Immersed in InformationOver the last twenty years, I have spent a fair amount of time pouring over ancient parish registers. I have looked at images saved on Microfiche in records offices and also at home as I am lucky enough to own a Microfiche reader (I don’t have the space to keep it out, so being heavy and bulky I sadly can’t use it very often). I also have received discs of photographed register images for me to transcribe as part of volunteer projects like the Cornwall OPC and Wiltshire OPC schemes. I am very grateful for all the voluntary projects where people transcribe records to make them available to the public for free. I still make use of websites like FreeReg at times when I have hit a brick wall. However, when it comes to transcribing information we have to deal with one important fact. The transcribers are human, and humans can make mistakes. During my time spent transcribing for a Cornish Parish, I know I had at least one error reported. Sometimes it can be a transcribers error which you pick up the moment you see the original, and at other times the original is in bad shape and at times barely legible meaning the person trying to read it has to use some best guessing.

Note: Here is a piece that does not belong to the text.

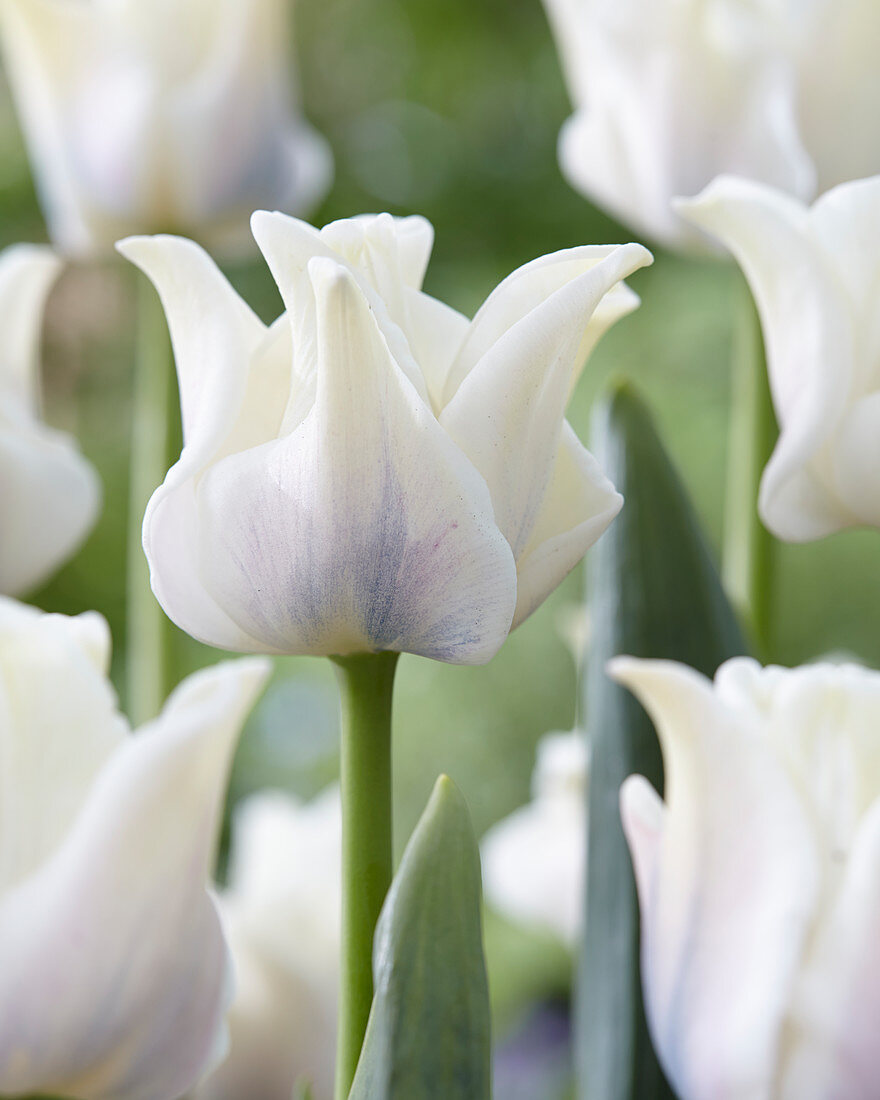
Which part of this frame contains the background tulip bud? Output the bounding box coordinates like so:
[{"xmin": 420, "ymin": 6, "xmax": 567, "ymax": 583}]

Seeing is BelievingWhy Find My Past? Not only does having the most extensive collection of British Parish Records online give me the best chance of finding the information I am looking for, but also, I get to explore the original copies of the registers and other documents. There is one advantage a researcher has over a transcriber; they know what they are hoping to find. Let’s use the example of my maiden surname, Penter, which is thankfully rare. I have had the experience of finding every member of the family present in the 1860 and 1880 census but missing in 1870. Yes, it is possible they could have all been abroad and returned, but that is very rare. The more usual behaviour seen in various strands of my history involves the man going abroad first, probably to look for work and either returning or the family emigrating to join him. Naturally, I am not including military men or wartime periods. So, to get back to the family in question; I felt that they should be found, or at least some of them. Because I have access to the scans of the original records I was able to work my way through the Parish page by page and low and behold I found them with the surname having been transcribed incorrectly, partly due to the way it appears in the original image. Because I have access to marriage registers, I get to see how the couple have signed or marked their name as well which helps to understand their level of literacy. If the couple has both marked the register with a cross, there is a good chance they may have given their name but been unable to spell it leaving it to the person taking the census or writing up a baptism to make an educated guess. There seems to be an apparent correlation between clear writing from an individual and the ease of finding their records in a search engine! TOP TIP: If you have been struggling to find historical records for someone in your family, check the marriage register (if they married) and see if it is signed or not. If the entry is marked with a cross rather than a signature, it is worth trawling through records rather than relying on search engines to do the work.
Find My Past GemsAs well as having a better chance of finding missing information when you look at the original records you also get the chance to spot all sort of little pearls of local knowledge, I’ve seen a burial record for ” an unknown man washed up on the beach”. That will have been a bit of an event in a small village community. On the 1939 register, you will see that it has been updated by hand after the date with new married surnames. Family History is a lot more than the basic vital statistics of a person’s life.